One of the most striking elements of a dis-functional or unhealthy relationship is the presence of perverted and distorted mirroring. The criticism of this relational dynamic does not call forth freedom or the Imago Dei but instead crushes and seeks to possess and destroy the created image of that person.
Over the last day I was able to go back to Seattle and see friends. It was a great journey even though it was short. The sun was shining and it reminded me of all the beauty Seattle has to offer. Almost everyone I saw this weekend mirrored my present reality, happiness, back to me. While that may not seem like a hugely significant thing it was. For the last three years I lived in Seattle I was fought a pretty constant battle against fear, stress and anxiety...happiness felt like something that I would never be able to feel again. So for these dear friends who had watched that battle to bear a very different image of who I am was a little moment of delight. Their seeing helped to remind me of all the work I have been doing since moving down to Portland and how incredible it is that I am at peace even when things are not idea. My heart, mind and spirit are finally beginning to find rest and peace in the midst of chaos. I am able to find PEACE, this is huge.

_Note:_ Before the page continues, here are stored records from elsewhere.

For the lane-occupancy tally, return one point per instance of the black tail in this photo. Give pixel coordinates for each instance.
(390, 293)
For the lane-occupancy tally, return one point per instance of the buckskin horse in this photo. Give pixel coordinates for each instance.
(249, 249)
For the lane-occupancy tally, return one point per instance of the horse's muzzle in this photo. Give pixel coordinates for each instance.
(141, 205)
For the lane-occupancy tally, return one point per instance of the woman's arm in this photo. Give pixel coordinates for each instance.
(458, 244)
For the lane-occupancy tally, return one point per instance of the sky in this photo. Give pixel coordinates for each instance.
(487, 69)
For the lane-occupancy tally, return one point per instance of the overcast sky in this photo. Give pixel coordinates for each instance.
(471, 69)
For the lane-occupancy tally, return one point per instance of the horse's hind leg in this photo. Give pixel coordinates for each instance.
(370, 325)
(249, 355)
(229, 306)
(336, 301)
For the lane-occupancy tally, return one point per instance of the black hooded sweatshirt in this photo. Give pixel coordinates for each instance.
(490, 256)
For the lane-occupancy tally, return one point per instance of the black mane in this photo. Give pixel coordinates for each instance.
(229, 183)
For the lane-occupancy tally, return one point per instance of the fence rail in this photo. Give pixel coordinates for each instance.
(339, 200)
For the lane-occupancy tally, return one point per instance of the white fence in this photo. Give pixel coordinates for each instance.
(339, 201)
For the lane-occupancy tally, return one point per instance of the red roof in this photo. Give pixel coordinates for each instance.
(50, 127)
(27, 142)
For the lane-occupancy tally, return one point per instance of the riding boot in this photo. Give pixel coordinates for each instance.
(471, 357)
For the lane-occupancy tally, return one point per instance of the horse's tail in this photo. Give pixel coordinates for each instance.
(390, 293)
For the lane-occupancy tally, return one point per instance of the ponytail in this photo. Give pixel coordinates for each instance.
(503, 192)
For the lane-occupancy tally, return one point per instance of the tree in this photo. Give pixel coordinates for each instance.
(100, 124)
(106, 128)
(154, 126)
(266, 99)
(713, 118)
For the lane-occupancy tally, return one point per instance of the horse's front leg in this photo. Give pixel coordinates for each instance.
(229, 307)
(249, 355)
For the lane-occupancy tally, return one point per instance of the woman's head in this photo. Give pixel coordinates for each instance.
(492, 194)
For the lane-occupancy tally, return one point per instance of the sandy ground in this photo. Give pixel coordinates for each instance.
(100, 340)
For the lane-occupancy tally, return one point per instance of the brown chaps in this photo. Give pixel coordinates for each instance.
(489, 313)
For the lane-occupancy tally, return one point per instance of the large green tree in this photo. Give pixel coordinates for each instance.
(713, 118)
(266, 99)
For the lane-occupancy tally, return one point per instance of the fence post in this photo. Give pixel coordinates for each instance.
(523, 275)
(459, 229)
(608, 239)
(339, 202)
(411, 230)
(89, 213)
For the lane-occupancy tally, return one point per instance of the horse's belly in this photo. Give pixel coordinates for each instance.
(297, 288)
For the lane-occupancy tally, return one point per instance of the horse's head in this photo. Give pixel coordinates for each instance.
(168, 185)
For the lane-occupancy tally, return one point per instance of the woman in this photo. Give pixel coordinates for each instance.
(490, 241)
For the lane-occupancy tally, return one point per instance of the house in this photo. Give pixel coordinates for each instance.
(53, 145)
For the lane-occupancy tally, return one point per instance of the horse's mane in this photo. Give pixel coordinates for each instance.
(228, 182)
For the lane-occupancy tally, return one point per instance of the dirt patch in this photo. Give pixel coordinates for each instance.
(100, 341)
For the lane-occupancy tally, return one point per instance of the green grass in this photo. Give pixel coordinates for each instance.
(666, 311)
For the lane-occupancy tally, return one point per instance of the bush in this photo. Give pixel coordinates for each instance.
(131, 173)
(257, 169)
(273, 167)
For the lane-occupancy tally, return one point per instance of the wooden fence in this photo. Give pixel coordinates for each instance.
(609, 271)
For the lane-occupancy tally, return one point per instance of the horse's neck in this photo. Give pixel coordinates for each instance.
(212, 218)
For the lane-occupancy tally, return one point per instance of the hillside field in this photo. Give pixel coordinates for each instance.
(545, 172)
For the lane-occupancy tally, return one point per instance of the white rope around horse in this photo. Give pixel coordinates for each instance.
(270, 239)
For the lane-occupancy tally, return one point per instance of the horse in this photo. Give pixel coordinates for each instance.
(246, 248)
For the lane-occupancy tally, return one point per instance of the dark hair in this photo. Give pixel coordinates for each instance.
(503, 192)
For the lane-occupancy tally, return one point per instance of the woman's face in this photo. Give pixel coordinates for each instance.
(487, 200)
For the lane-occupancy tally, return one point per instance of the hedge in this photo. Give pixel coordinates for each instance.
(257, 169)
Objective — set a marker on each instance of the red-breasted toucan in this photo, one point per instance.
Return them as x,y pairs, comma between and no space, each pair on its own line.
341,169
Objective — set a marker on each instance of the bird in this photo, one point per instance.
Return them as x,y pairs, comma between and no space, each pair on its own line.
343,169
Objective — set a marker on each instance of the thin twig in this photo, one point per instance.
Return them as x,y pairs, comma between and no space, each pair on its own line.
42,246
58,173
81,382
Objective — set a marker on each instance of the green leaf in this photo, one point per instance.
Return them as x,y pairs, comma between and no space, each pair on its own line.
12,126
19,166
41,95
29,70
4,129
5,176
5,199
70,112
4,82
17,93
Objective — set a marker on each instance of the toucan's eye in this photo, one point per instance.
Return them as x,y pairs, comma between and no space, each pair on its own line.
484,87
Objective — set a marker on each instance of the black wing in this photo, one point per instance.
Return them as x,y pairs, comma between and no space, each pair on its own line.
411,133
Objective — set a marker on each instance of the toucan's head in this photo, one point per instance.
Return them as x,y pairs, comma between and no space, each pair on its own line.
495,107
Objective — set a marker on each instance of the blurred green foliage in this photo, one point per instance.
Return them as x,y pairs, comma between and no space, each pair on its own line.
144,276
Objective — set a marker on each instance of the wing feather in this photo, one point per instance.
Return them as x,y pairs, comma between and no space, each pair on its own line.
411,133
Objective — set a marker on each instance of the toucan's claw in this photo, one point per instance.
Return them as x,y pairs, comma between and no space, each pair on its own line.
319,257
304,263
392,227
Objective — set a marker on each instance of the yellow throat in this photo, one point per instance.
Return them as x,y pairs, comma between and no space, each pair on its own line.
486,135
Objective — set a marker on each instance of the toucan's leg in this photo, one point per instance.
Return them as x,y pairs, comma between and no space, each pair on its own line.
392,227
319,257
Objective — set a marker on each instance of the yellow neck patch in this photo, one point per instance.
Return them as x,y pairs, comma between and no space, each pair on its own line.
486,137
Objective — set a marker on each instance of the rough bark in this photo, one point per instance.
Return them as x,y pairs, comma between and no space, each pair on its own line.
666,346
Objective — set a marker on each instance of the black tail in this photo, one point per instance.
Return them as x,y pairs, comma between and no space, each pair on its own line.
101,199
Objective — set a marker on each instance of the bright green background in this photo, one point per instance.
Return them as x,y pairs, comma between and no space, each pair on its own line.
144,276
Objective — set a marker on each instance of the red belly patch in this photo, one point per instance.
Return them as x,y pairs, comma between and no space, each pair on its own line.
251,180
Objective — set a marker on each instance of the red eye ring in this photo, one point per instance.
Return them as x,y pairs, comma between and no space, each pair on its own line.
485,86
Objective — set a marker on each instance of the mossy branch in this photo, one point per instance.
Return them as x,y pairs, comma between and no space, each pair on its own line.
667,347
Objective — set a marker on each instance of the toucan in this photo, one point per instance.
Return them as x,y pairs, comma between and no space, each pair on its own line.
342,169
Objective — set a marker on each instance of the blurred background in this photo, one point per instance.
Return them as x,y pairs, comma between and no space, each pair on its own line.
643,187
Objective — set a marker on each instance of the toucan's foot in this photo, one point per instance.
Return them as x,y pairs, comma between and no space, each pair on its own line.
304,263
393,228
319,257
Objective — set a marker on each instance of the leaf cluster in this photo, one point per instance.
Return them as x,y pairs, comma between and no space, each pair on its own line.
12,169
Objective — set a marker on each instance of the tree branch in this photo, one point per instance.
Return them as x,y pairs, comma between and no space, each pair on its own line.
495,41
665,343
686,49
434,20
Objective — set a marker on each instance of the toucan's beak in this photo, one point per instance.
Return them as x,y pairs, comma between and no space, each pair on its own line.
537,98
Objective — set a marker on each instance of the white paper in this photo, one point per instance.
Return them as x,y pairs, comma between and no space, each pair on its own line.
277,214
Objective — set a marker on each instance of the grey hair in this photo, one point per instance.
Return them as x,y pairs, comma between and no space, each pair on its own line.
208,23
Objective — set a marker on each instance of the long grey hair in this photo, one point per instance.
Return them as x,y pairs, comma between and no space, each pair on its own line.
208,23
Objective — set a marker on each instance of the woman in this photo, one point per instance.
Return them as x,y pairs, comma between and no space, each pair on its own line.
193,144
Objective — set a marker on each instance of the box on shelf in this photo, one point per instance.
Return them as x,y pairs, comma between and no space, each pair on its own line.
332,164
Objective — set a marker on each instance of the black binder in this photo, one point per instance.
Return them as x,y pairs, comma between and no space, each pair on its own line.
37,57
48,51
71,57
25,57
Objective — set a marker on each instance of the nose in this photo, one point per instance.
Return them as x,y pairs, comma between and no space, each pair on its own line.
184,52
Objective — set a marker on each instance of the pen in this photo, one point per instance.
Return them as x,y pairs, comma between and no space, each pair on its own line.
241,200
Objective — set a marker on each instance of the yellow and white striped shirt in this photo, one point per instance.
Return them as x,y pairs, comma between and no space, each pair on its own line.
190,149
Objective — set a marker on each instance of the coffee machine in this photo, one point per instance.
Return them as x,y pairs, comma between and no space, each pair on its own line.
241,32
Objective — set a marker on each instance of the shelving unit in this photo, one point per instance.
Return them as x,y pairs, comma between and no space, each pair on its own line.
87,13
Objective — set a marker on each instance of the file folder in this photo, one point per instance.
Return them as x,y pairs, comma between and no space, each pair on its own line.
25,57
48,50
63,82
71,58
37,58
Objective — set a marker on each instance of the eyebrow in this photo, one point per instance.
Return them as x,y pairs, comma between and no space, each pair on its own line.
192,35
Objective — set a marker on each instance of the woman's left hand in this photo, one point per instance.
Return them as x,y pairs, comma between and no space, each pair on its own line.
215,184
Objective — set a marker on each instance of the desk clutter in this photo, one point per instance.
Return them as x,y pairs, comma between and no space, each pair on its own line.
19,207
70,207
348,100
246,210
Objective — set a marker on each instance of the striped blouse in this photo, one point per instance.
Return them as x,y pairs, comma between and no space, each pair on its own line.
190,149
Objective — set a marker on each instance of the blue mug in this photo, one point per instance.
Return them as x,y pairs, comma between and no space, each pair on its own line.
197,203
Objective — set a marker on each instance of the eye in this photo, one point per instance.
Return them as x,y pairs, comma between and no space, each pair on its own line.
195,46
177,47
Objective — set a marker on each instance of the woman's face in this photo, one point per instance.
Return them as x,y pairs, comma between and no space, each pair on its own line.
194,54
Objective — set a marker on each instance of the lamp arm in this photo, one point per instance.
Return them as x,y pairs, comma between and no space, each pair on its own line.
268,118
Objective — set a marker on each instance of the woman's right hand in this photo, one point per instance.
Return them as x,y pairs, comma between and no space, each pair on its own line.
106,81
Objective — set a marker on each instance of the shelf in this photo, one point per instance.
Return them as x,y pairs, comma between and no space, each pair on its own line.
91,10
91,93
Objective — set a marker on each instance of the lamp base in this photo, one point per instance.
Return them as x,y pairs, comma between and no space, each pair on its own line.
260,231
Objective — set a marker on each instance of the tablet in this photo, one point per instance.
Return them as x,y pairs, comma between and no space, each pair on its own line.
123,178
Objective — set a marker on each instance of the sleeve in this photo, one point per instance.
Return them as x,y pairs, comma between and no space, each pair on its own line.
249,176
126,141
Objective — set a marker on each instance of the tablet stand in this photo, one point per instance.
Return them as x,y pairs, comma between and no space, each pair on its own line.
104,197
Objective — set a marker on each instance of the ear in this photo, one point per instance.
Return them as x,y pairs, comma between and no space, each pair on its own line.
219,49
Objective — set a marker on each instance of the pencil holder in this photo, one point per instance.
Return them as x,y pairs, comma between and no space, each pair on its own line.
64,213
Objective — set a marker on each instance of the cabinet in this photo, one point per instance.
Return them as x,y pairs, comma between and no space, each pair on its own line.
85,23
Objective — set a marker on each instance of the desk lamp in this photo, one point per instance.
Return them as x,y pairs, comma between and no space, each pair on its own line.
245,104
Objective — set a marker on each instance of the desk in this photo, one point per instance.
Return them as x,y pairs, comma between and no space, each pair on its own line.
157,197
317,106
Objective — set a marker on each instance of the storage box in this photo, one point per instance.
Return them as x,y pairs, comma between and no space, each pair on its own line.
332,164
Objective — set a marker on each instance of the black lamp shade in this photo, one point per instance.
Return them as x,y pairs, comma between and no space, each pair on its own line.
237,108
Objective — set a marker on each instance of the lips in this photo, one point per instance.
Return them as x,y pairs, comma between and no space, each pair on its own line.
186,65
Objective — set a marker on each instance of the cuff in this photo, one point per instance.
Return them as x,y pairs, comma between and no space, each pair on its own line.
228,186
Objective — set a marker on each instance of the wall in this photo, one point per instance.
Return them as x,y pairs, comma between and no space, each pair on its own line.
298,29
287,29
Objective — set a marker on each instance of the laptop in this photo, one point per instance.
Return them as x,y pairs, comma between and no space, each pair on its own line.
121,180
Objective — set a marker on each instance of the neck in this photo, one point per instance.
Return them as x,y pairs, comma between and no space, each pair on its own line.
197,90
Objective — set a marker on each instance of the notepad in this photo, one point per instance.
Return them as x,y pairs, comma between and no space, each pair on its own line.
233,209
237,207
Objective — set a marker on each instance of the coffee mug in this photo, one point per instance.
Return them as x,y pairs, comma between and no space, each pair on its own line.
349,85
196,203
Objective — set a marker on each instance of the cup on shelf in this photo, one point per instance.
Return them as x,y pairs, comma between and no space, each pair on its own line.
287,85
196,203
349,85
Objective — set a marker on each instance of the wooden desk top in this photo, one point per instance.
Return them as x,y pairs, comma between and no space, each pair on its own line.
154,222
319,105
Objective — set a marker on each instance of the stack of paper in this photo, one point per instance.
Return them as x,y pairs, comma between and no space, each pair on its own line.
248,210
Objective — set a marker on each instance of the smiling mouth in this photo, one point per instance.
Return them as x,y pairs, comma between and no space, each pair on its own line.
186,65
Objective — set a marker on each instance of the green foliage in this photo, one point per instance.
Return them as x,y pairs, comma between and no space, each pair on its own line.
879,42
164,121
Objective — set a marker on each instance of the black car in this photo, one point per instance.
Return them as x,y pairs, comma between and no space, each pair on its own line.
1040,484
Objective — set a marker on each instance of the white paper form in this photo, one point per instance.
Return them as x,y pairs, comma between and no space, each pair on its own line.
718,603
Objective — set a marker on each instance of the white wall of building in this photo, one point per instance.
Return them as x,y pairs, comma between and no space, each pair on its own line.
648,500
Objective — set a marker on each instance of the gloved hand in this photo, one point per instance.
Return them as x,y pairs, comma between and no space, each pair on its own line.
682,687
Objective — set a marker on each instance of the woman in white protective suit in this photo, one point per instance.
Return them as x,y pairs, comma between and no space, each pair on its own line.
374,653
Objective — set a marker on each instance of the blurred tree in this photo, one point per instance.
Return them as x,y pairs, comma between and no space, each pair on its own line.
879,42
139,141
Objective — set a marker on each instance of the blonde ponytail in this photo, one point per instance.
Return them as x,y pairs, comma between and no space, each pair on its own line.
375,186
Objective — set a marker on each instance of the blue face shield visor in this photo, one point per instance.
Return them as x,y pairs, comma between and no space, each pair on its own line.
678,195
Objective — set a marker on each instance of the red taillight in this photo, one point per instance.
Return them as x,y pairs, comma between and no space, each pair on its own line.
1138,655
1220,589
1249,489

Last week I had the chance to chat with my darling friend Annie who lives on the other side of the country. We were talking about my application and how things were going studying for the GRE. I was expressing to her my fears and anxiety around my gpa and the GRE score. To which she reminded me (mirroring) that my gpa was for GRADUATE level course and that I did complete all of them and am in possession of a Master's degree and that many of those who are applying for this program are undergraduates. She said something like "you have already proven that you can do this work". And for whatever reason Annie's words took root in my heart and brought a peace and a clarity of vision which I had lost sight of over these last few weeks. Her vision of who I was helped me to more clearly see and remove the distorted image I was letting get in my way.
In these ways I feel so blessed to have been offered better vision through my friends words and observation of who I am.